An die Töpfe - Fertig - Los!

Dass die vogtländischen Köche mit ihrer „vogtländischen Knolle“ sehr gut umgehen können, stellen sie im jährlichen „Kloßvogt-Wettbewerb“ unter Beweis. Mit regionaltypischen und bodenständig vogtländischen Gerichten können sich Köche und Gastronomen im Wettbewerb um die Auszeichnung mit dem begehrten Wanderpokal miteinander messen. Eine unangemeldete Jury bewertet den Besuch des Gasthauses nach verschiedenen Kriterien. Startschuss für den diesjährigen Wettbewerb ist wie immer am 1. Mai auf dem Greizer Bauernmarkt.

Kloßvogt-Wettbewerb

Die König-Albert-Kartoffel

Etwas ganz Besonderes kann das Hotel König Albert in Bad Elster vorweisen: eine eigene Kartoffel, die exklusiv für das Vier-Sterne-Superior-Haus in der Kultur- und Festspielstadt angebaut wird.
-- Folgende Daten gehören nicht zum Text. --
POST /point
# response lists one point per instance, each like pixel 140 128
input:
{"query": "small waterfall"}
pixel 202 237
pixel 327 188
Die König-Albert-Kartoffel ist eine Neuzüchtung aus historischen Kartoffelsorten. Auf dem Kulturbauernhof Gündels Kulturstall wurde dafür die englische Red Cardinal mit der Vogtländischen Blauen gekreuzt, die im Vogtland eine mehr als 150-jährige Tradition hat. Wer die König-Albert-Kartoffel kostet, genießt ihren leicht nussigen Geschmack. Ein weiteres Merkmal ist ihre gelb-rote Marmorierung, die Farbe auf den Teller bringt. Der Küchenchef des luxuriösen Wellness-Hotels zaubert aus der schönen Knolle köstliche Kreationen, die von den Gästen begeistert verspeist werden.

Die vogtländische Knolle

Vogtländischer Knollenring e.v.

Der Vogtländische Knollenring e.V. wurde 2009 gegründet. Der Verein möchte die Geschichte des Kartoffelanbaus im Vogtland erforschen, die Vielfalt der Sorten und Anbauformen demonstrieren sowie Arbeitstechniken beim Kartoffelanbau zeigen.
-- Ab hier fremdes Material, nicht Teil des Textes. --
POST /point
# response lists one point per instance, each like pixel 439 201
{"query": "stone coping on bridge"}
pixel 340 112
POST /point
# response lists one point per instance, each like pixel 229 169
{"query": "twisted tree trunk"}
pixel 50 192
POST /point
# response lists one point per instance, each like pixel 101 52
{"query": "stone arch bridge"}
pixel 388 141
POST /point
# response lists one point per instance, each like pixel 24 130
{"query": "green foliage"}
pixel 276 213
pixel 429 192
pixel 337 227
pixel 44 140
Neben dem Kartoffelgenuss können begeisterte Wanderer auch zu Fuß der Spur der Kartoffel folgen: Der „Vogtländische Knollensteig“ führt als Rundweg durch grüne Wälder und die duftenden Wiesen des Vogtlandes und macht es möglich, auf einem Lehrpfad die historische Bedeutung der Kartoffel zu erwandern.